France’s expected GDP for Q4 was similarly 0.0%, but yesterday, unlike Germany, France beat expectations by 0.1%. For the Eurozone Aggregate, a beat by 0.2% over the survey median of -0.1% showed an expansion across the continent. Both the French and Eurozone GDP beating expectations and coming in positive helped to ameliorate recession fears across Europe that were intensified by Germany’s disappointing number two days ago.
Why the difference? German “soft-data” – like news about the mild winter – has been rosy of late. I see this GDP number as a reconciliation to the hard data. While energy subsidies and the weather certainly worked in their favor, Germany is the largest manufacturing economy in Europe, and there is simply no getting around the fact that this makes them more susceptible to energy prices.
While the price of natural gas in Europe declined over the quarter, perhaps a lag in the effect of these prices on manufacturing could explain some of the negative growth.
Private consumption was forecast to bolster GDP in Germany, but according to Destatis, this won’t be the case. We do not yet have a GDP by component from Destatis, but they did note with the headline release that private consumer spending was a “key driver” of contraction for the quarter. We got further evidence of this yesterday in the retail sales figure, which fell off a -5.3% month-over-month cliff in December.

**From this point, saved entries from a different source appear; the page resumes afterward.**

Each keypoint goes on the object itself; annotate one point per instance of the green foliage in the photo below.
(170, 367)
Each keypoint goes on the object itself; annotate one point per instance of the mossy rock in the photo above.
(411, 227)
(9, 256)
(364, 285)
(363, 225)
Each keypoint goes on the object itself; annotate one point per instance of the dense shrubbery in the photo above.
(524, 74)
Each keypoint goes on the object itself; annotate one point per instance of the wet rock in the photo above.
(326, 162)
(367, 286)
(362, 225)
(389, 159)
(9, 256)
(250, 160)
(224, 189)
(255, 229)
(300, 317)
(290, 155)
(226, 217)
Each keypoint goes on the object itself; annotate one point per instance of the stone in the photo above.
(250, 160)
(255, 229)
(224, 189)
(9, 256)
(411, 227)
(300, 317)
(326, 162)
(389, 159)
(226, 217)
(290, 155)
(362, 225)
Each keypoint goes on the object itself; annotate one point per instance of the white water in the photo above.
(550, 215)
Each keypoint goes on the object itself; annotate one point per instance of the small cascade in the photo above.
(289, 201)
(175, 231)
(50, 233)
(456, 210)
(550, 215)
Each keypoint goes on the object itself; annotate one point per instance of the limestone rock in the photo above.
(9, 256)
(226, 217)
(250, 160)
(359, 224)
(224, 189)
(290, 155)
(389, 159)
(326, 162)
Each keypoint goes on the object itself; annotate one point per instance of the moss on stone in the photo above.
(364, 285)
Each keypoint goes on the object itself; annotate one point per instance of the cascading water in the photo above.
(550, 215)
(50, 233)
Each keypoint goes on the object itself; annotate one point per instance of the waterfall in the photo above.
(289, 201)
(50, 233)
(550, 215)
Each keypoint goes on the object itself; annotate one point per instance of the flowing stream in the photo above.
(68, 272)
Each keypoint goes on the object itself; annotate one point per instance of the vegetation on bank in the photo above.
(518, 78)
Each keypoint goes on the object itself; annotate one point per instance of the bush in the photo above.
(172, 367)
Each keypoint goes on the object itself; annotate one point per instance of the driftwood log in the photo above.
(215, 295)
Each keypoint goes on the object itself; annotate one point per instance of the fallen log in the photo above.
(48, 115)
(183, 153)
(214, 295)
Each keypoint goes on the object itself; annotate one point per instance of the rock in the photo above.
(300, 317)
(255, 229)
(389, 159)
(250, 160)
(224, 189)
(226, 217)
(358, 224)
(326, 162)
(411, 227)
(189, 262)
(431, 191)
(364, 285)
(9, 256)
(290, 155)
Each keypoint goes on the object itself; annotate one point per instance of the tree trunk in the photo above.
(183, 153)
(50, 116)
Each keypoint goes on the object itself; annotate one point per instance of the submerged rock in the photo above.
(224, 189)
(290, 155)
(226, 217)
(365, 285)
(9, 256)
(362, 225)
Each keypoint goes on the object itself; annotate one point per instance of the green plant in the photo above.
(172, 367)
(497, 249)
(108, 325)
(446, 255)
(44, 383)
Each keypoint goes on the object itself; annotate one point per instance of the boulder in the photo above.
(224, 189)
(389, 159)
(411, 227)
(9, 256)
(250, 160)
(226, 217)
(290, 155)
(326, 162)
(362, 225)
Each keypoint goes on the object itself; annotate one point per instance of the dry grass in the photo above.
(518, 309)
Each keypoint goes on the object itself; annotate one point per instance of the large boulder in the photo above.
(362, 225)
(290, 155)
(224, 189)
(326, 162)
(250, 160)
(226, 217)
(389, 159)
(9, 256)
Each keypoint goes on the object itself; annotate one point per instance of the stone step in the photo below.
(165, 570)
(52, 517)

France’s economy, on the other hand, grew in Q4. Household consumption was negative, likely due to the same price pressures affecting personal consumption in Germany, but France’s economy was bolstered by other factors. Both exports and imports shrank from the quarter prior, but the export/import ratio (Δ YoY Exports/Δ YoY Imports) grew significantly. In Q3, year-over-year exports grew about 55% compared to import growth. In Q4 that percentage increased to 69%.
Germany’s forecast export/import ratio (Δ YoY Exports/Δ YoY Imports) went in the other direction. While their year-over-year imports and exports both shrank from Q3 as well, their exports shrank much more than their imports compared to a year ago. Year-over-year exports grew by about 59% compared to import growth in Q3, but this percentage shrank to just 46% in Q4.
Germany always imports a far greater amount of energy than its neighbor to the southwest because it’s a more manufacturing-based economy that is still suffering supply chain problems in auto manufacturing. Regional differences, especially in trade, are becoming more important than ever in considering European economies.